Both Malaysia Airlines and Firefly fares are simple and already have check-in baggage as part of the fare. But even so, their fares are still significantly higher than AirAsia even when they do not have a processing fee.

With Firefly, there’s the Advance Passenger Processing Fee that costs RM4.80 per person per flight specifically for Phuket. Malindo also has such a fee for RM5 as well as a service charge of RM17.50 per person per flight, all of which are charged under the base fare. These fees are unrelated to your credit card use and cannot be avoided though.

In the end, a processing fee does raise the cost of flights at budget airlines, but what matters the most is the base fare and the add-ons you are looking into getting that will affect the cost significantly. But these add-ons can be opted out, and fares can always be cheaper during the sale. Processing fees? Not quite easy to opt out if they’re being charged.

Are there any other fees to look out for?

If you’re using your credit card to make the payment, there is a possibility of being charged a cross-border transaction fee. Cross-border transactions are when the country of the cardholder’s bank differs from that of the merchant. These fees are subject to your bank, so it will differ and they won’t show on your flight itinerary and instead appear on your credit card statements, making it a hidden cost that you won’t see until you check your credit card statement.

As long as the budget airline is using the same system that links to your local bank, this shouldn’t be an issue. But those using overseas credit cards, do take note!

If you already made a booking with your credit card and want to select more add-ons after you’ve made your payment, don’t worry! You won’t be charged an extra processing fee after you made your payment for any add-ons such upgrading your seat or even buying more meals.

How to avoid the processing fee

While your options for the processing fee are mainly to opt for a different payment with a lower fee, particularly direct debit, it is possible to avoid the processing fee using the right credit card.

For AirAsia, you will need to pay with AirAsia BigPay to avoid the processing fee, and the card comes with plenty of other rewards as well when you use it. For Jetstar, only Australian residents holding a Jetstar MasterCard can avoid paying the processing fee.

Consider your options

When it comes to budget airlines, it’s always possible to make the best out of their offers and gain the best saving you can get with the right choices. You can always look for cheaper insurance options, let the airline select a seat for you instead for free, or even opt out of meals for short flights.

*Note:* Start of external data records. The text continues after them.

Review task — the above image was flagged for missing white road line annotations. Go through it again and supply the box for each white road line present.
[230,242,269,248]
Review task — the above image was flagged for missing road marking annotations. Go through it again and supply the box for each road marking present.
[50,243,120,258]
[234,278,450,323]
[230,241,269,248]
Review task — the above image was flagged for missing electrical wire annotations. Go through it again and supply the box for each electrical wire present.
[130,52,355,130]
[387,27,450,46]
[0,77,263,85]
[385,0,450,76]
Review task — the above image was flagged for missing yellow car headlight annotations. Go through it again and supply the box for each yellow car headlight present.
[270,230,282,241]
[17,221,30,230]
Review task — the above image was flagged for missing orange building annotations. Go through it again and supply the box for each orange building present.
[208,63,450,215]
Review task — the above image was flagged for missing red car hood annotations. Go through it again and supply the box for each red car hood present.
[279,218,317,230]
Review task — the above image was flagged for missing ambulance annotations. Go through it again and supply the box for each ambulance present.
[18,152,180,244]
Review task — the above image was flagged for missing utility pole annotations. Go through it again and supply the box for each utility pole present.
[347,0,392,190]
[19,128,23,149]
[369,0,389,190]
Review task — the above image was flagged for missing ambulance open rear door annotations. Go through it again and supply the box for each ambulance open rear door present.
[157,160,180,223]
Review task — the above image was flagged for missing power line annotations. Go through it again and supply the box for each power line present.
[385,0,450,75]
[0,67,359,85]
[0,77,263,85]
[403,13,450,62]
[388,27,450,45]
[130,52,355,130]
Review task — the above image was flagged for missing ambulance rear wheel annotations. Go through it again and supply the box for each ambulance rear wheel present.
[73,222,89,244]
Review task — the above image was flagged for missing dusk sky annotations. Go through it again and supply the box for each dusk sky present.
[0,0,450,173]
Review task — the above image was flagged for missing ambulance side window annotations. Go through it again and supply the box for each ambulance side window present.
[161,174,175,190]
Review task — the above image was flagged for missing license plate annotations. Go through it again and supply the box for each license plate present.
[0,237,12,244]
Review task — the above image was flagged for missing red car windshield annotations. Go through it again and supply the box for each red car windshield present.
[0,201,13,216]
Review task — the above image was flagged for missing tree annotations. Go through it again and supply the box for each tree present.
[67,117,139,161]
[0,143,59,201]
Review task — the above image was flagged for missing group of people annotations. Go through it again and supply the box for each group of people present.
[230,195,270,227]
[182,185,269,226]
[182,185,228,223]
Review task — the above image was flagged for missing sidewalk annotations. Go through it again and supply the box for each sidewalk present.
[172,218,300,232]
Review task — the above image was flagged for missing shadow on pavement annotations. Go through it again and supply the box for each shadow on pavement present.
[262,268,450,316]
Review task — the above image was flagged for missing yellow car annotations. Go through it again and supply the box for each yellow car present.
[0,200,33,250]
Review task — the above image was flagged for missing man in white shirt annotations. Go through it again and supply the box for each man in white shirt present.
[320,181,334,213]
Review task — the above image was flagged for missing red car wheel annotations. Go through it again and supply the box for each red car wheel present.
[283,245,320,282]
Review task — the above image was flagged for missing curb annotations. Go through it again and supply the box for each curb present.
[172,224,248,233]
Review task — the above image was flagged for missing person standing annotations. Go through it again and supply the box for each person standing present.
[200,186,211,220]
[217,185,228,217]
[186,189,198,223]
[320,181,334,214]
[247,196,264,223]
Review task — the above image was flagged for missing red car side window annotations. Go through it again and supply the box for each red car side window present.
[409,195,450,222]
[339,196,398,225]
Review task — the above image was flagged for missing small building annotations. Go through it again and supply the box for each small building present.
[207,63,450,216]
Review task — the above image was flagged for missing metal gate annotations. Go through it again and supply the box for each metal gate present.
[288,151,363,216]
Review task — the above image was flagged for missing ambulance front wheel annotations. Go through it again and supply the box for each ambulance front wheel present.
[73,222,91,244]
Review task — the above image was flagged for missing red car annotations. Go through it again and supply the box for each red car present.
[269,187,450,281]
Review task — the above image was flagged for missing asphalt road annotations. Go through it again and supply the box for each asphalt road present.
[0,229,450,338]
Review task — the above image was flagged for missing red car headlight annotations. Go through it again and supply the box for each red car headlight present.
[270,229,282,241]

But there are certain fees, such as taxes, security charges and especially processing fees that cannot be avoided unless you have the right tools. While processing fees can add up quickly for credit card users, it’s still important to consider the benefits that come with using your credit card, not just in terms of rewards points but some do come with travel insurance that can only be used if you book your flight with your credit card.

So consider your options to see which one is worth it, and be aware of these extra fees from budget airlines to make sure you’re getting the best out of your budget flight. Happy traveling!

 

Note: This article was initially published in 2017 and was updated in March 2019.